Many of the report’s recommendations will require additional action before taking effect, such as changes to agency rules or regulations, or passage of legislation. But if the recommendations are ultimately enacted, conservation groups are concerned that it would amplify efforts by the mining industry to rescind a twenty-year moratorium on new mining claims next to Grand Canyon National Park.

Local Impact: Ventura County

Locally, conservation groups are keeping an eye on whether the report could resurrect historic uranium mining activity in the Los Padres National Forest, including an old uranium claim near Lake Casitas in the Ojai Valley. Uranium mining also occurred in the La Panza Range in San Luis Obispo County, and in Ballinger Canyon in Ventura County.

One company proposed a plan to explore dozens of uranium mining claims in this area of the Santa Ynez Mountains near Ojai. Photo by Bryant Baker

The most controversial of these proposals occurred in 1978, when the Homestake Mining Company submitted a plan to explore for uranium deposits in the Los Padres National Forest near Lake Casitas in Ventura County. The plan included exploration of 36 uranium mining claims in the Coyote Creek drainage between White Ledge Peak and Superior Ridge, including nearly two miles of road construction and the drilling of 76 test holes. The Forest Service approved the mining plan later that year, opening the door to eventually allow the construction of an open-pit uranium mine directly upstream from the main source of drinking and agricultural water for the cities of Ojai and Ventura.

An old poster from the resident-organized Stop Uranium Now movement that helped stop uranium exploration in the Ojai area. Courtesy of Lanny Kaufer

Residents organized to form Stop Uranium Now, and in response to widespread public outcry, the Interior Secretary in 1979 placed a three-year moratorium on mining around Lake Casitas, declaring 64,000 acres off-limits to uranium mining and exploration. The withdrawal was then extended for an additional twenty years, the maximum amount of time allowed by law. The mineral withdrawal expired in 2004 and has not been renewed since, leaving the area vulnerable to future mining proposals.

Local Impact: San Luis Obispo County

Further north, small-scale uranium exploration and mining boomed in the 1950s in the La Panza Range east of San Luis Obispo. Two decades later, the Lomex Corporation of Texas acquired mining claims across 1,140 acres of federal land in the Los Padres National Forest. The company’s exploration plan was approved by the Forest Service in the 1980s, but was eventually cancelled amidst public opposition led by a local organization called Oak Tree Alliance.

While no uranium mining currently occurs in the Los Padres National Forest, the region does contain the only uranium-bearing phosphate deposits in California.
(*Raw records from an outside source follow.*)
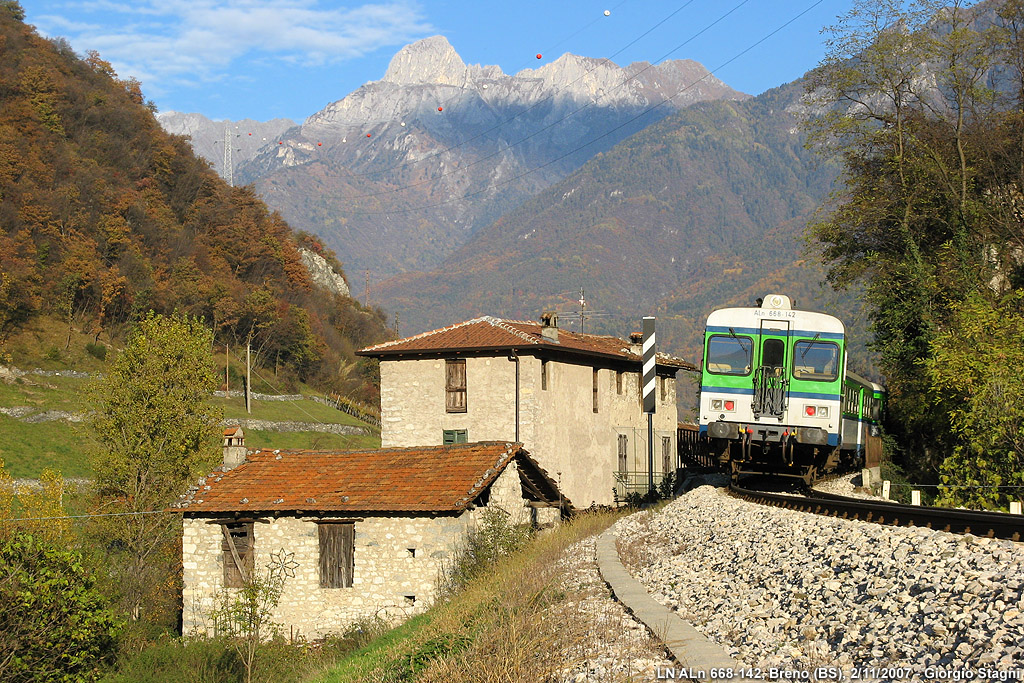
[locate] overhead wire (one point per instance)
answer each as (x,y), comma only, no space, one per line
(602,135)
(582,108)
(540,101)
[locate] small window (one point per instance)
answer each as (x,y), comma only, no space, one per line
(455,385)
(238,553)
(773,353)
(815,360)
(729,354)
(451,436)
(337,546)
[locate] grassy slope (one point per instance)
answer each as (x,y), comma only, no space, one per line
(30,447)
(504,626)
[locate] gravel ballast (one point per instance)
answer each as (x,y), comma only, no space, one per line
(792,591)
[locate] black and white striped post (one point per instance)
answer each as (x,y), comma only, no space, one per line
(649,397)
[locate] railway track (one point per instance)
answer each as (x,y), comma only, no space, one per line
(991,524)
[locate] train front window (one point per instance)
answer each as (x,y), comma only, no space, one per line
(729,354)
(773,353)
(815,360)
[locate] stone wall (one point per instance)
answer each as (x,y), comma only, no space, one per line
(396,564)
(558,426)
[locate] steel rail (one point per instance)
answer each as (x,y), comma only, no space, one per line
(990,524)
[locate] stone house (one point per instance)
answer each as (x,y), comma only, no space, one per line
(355,534)
(572,399)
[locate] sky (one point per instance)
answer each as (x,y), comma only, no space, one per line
(289,58)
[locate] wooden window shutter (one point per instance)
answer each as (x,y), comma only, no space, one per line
(337,546)
(455,385)
(238,553)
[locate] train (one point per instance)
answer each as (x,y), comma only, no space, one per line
(776,397)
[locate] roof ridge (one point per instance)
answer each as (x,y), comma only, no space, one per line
(423,335)
(505,325)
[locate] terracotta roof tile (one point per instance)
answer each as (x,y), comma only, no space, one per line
(493,333)
(421,478)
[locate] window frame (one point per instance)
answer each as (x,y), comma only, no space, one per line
(337,554)
(454,390)
(816,342)
(736,338)
(238,563)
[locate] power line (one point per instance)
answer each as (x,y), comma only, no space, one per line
(546,98)
(573,112)
(606,133)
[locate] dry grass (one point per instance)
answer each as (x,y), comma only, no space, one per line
(531,617)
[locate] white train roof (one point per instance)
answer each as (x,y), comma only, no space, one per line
(774,309)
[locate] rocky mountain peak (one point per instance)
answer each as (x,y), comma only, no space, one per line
(428,61)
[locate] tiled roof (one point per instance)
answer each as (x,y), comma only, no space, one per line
(493,333)
(415,479)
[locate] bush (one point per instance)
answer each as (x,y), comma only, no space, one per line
(54,623)
(96,350)
(495,538)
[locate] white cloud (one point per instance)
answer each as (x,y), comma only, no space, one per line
(163,42)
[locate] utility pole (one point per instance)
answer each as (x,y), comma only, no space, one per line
(249,384)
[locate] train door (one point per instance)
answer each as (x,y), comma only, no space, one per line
(770,379)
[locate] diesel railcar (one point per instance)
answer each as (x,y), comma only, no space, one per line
(775,394)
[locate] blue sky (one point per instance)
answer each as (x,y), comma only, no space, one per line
(267,58)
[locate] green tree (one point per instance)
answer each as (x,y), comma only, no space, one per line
(55,625)
(158,432)
(975,368)
(928,210)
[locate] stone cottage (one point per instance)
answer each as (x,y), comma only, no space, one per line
(354,534)
(572,399)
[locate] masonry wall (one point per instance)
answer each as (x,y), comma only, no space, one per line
(577,446)
(395,557)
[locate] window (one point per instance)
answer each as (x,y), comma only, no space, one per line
(238,553)
(729,354)
(815,360)
(455,385)
(455,436)
(773,353)
(337,545)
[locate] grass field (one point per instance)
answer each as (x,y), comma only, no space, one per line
(28,449)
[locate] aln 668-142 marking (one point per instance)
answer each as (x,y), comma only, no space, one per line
(776,396)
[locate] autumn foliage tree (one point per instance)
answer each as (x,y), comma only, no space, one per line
(158,431)
(103,216)
(922,102)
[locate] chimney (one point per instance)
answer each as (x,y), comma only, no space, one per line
(636,343)
(235,447)
(549,326)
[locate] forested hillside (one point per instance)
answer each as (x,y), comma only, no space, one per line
(700,210)
(103,216)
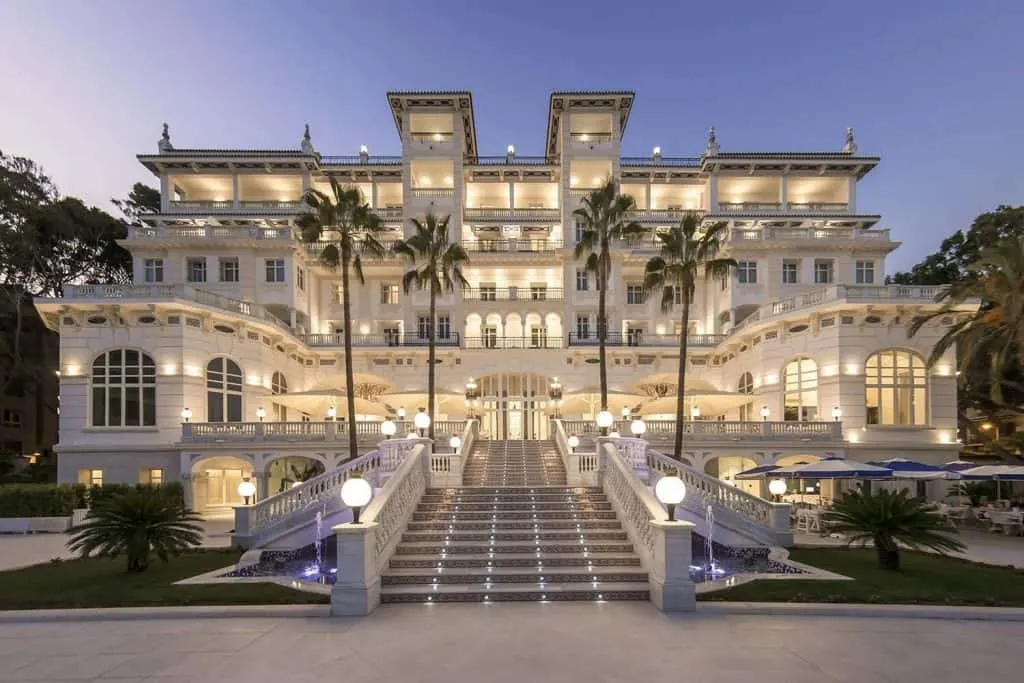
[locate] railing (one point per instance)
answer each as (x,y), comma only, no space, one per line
(512,215)
(513,294)
(501,343)
(385,339)
(643,339)
(512,246)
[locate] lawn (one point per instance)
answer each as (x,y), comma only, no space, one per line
(103,583)
(924,579)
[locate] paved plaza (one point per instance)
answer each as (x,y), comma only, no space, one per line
(595,643)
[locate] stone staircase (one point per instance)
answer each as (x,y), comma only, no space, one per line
(514,532)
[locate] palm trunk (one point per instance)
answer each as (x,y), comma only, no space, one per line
(353,446)
(681,377)
(431,354)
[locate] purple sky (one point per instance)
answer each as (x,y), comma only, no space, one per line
(937,94)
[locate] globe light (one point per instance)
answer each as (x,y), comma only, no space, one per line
(355,493)
(421,421)
(670,491)
(247,489)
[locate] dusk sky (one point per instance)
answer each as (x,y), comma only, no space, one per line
(934,87)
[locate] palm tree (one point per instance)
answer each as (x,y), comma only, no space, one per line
(137,523)
(439,271)
(686,254)
(604,218)
(890,519)
(995,331)
(356,226)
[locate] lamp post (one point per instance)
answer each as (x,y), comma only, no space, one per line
(355,493)
(671,491)
(247,489)
(421,421)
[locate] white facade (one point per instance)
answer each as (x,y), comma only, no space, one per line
(221,273)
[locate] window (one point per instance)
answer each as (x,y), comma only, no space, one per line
(823,271)
(124,389)
(389,294)
(791,272)
(228,269)
(274,269)
(153,270)
(747,272)
(864,272)
(196,269)
(583,327)
(223,391)
(634,294)
(800,390)
(896,382)
(745,385)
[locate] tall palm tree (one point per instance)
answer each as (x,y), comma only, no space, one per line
(355,228)
(604,218)
(686,254)
(995,331)
(439,270)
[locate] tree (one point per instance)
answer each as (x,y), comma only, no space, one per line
(604,218)
(353,224)
(686,254)
(440,267)
(890,519)
(137,523)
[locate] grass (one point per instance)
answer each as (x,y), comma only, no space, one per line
(924,579)
(104,583)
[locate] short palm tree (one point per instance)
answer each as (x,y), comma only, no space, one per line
(439,270)
(604,219)
(138,523)
(995,331)
(889,520)
(687,253)
(356,228)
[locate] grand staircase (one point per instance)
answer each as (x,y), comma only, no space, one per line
(514,532)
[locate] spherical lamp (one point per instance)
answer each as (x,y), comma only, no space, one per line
(247,489)
(355,493)
(671,491)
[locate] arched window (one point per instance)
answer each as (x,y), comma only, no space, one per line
(223,391)
(896,383)
(279,385)
(800,390)
(745,385)
(124,389)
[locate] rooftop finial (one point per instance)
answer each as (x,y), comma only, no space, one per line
(851,145)
(712,147)
(307,143)
(165,140)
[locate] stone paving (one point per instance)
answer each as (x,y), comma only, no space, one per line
(593,643)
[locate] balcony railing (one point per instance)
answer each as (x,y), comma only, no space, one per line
(512,246)
(644,339)
(513,294)
(512,215)
(386,339)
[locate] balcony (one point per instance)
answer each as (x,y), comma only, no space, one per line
(513,215)
(385,340)
(513,294)
(645,340)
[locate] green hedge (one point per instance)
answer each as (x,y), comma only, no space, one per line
(58,500)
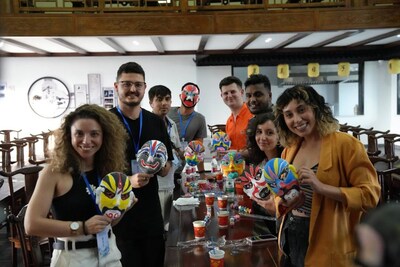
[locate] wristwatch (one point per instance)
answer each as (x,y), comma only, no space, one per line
(74,226)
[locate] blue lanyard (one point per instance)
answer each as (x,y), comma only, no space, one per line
(183,129)
(89,188)
(135,144)
(169,126)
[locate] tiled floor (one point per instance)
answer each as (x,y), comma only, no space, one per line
(5,250)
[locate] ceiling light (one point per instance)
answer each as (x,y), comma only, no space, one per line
(269,39)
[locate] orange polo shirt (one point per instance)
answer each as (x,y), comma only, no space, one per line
(236,130)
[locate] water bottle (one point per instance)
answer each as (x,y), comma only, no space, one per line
(214,166)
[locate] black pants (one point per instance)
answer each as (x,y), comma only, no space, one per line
(146,252)
(296,235)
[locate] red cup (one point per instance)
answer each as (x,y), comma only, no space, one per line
(199,228)
(223,202)
(209,199)
(239,188)
(223,219)
(216,257)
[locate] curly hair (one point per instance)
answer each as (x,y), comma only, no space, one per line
(326,123)
(111,155)
(256,155)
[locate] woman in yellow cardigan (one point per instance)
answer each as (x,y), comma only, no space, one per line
(335,174)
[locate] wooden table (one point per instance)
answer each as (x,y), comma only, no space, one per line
(181,229)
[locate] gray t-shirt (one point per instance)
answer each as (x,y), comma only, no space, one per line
(191,127)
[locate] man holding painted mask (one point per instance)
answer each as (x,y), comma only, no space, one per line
(191,124)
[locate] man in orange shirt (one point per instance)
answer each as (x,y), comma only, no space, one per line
(232,95)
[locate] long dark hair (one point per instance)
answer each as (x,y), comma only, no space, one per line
(325,122)
(256,155)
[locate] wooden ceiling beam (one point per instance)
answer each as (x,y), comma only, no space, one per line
(113,44)
(336,38)
(249,39)
(158,44)
(291,40)
(376,38)
(24,46)
(68,45)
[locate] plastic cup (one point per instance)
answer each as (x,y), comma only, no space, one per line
(223,202)
(199,228)
(216,257)
(239,188)
(223,219)
(209,199)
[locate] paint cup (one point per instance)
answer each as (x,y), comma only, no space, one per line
(223,202)
(199,228)
(216,257)
(239,188)
(223,219)
(209,197)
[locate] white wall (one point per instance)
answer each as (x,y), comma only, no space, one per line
(172,71)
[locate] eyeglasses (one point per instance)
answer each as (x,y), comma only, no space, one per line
(128,85)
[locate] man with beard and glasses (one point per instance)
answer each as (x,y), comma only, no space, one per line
(258,94)
(191,124)
(140,234)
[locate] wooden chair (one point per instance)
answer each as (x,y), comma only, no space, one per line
(358,131)
(389,146)
(380,164)
(30,175)
(391,184)
(35,251)
(373,136)
(216,128)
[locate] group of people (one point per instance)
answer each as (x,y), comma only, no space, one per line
(334,171)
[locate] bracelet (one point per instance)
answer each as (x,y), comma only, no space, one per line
(84,229)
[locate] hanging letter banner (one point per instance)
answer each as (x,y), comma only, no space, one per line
(394,66)
(313,70)
(344,69)
(283,71)
(252,69)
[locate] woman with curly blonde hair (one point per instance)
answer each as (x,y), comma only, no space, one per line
(335,174)
(89,144)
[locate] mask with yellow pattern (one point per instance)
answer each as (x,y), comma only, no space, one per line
(114,194)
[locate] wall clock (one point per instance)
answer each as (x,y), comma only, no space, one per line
(48,97)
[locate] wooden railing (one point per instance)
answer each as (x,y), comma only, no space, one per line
(129,6)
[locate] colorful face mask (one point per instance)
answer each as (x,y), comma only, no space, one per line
(281,177)
(254,184)
(232,164)
(152,156)
(190,95)
(220,142)
(114,194)
(194,153)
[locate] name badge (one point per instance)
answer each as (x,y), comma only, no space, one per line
(102,242)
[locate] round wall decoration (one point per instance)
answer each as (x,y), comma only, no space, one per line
(48,97)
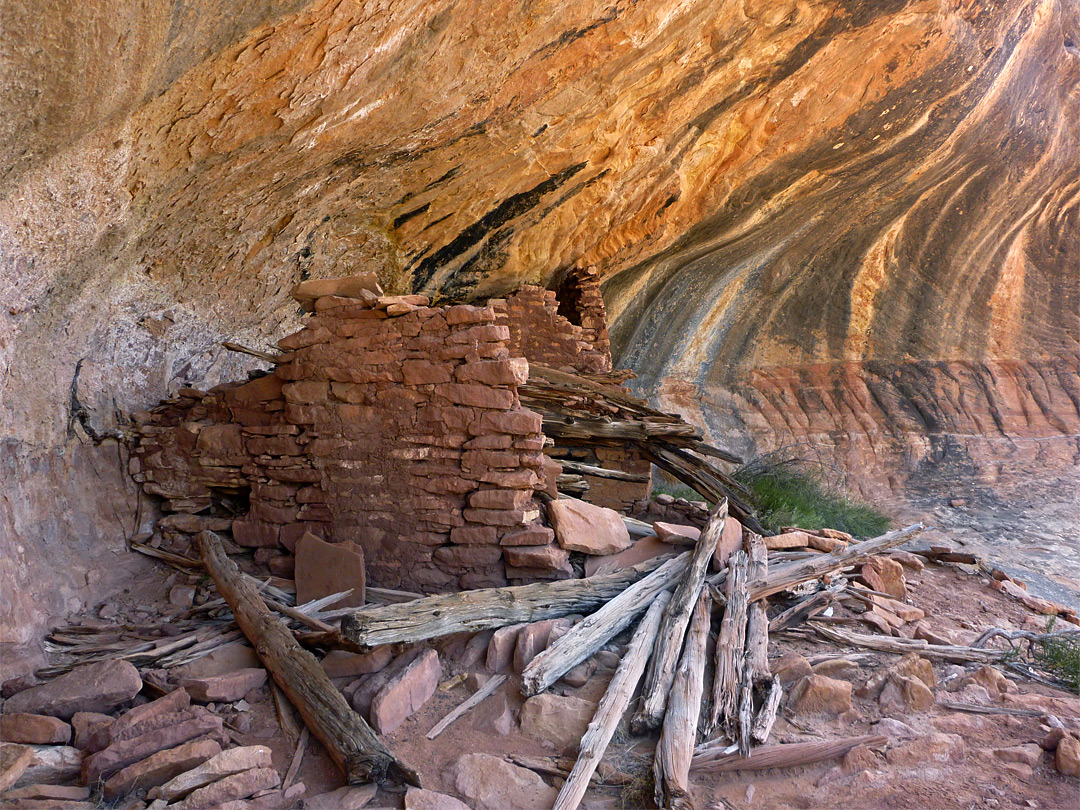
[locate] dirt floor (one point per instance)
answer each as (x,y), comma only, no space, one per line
(947,763)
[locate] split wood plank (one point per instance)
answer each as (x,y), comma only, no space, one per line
(661,673)
(671,766)
(612,705)
(729,650)
(352,744)
(468,611)
(592,633)
(474,700)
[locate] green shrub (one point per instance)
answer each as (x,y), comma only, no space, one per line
(791,491)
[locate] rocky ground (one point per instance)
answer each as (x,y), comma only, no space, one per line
(1014,744)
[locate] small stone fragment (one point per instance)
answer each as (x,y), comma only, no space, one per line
(406,692)
(98,687)
(556,719)
(34,729)
(820,694)
(225,688)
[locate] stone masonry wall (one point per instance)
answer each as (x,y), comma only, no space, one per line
(402,433)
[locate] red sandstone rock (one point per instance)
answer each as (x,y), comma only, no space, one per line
(534,638)
(341,664)
(119,755)
(1067,758)
(140,719)
(406,692)
(48,793)
(225,688)
(14,760)
(885,575)
(237,786)
(34,729)
(98,687)
(491,783)
(787,540)
(790,667)
(419,799)
(86,725)
(326,568)
(219,766)
(343,798)
(536,556)
(646,548)
(819,694)
(583,527)
(159,768)
(730,541)
(500,649)
(534,535)
(670,532)
(556,719)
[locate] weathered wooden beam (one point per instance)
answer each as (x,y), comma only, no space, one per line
(468,611)
(351,743)
(658,682)
(590,634)
(611,706)
(671,767)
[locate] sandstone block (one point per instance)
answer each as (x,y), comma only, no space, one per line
(936,747)
(219,766)
(86,725)
(676,534)
(98,687)
(341,664)
(343,798)
(532,639)
(420,799)
(34,729)
(491,783)
(583,527)
(556,719)
(505,499)
(14,760)
(225,688)
(140,719)
(1067,758)
(819,694)
(534,535)
(406,692)
(237,786)
(159,768)
(324,568)
(790,667)
(120,754)
(500,649)
(537,556)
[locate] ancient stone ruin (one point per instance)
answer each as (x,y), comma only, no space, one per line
(392,426)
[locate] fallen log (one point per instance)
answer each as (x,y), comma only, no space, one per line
(474,700)
(351,743)
(612,705)
(671,766)
(902,646)
(469,611)
(786,755)
(661,674)
(783,577)
(589,635)
(755,674)
(729,650)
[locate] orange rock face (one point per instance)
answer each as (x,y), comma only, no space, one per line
(853,224)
Most of those deposits underly national forest land in Santa Barbara and Ventura counties, according to a 2017 map by the U.S. Geological Service.

What Happens Next?

The report adds to a long line of actions by the administration to expand uranium mining on federal public lands. In 2018, the Interior Department placed uranium on the country’s “critical minerals” list even though it didn’t meet the definition of the term. In 2019, the Commerce Department urged the expansion of “critical minerals” mining on federal public lands. And earlier this year, the Forest Service announced that it was revising regulations governing mining of uranium and other materials in national forests.

Will these actions herald the return of uranium mining to the Los Padres National Forest? It’s too early to tell, but it’s not too early to act. ForestWatch will continue to monitor the situation and work with our allies in Washington DC to stop any attempts to streamline the uranium mining permitting and environmental review process on federal lands. And if there ever are uranium mining claims filed in the Los Padres National Forest, we will fight the mining industry tooth and nail. We must do everything we can to ensure that the sordid history of uranium mining on our region’s public lands is not repeated.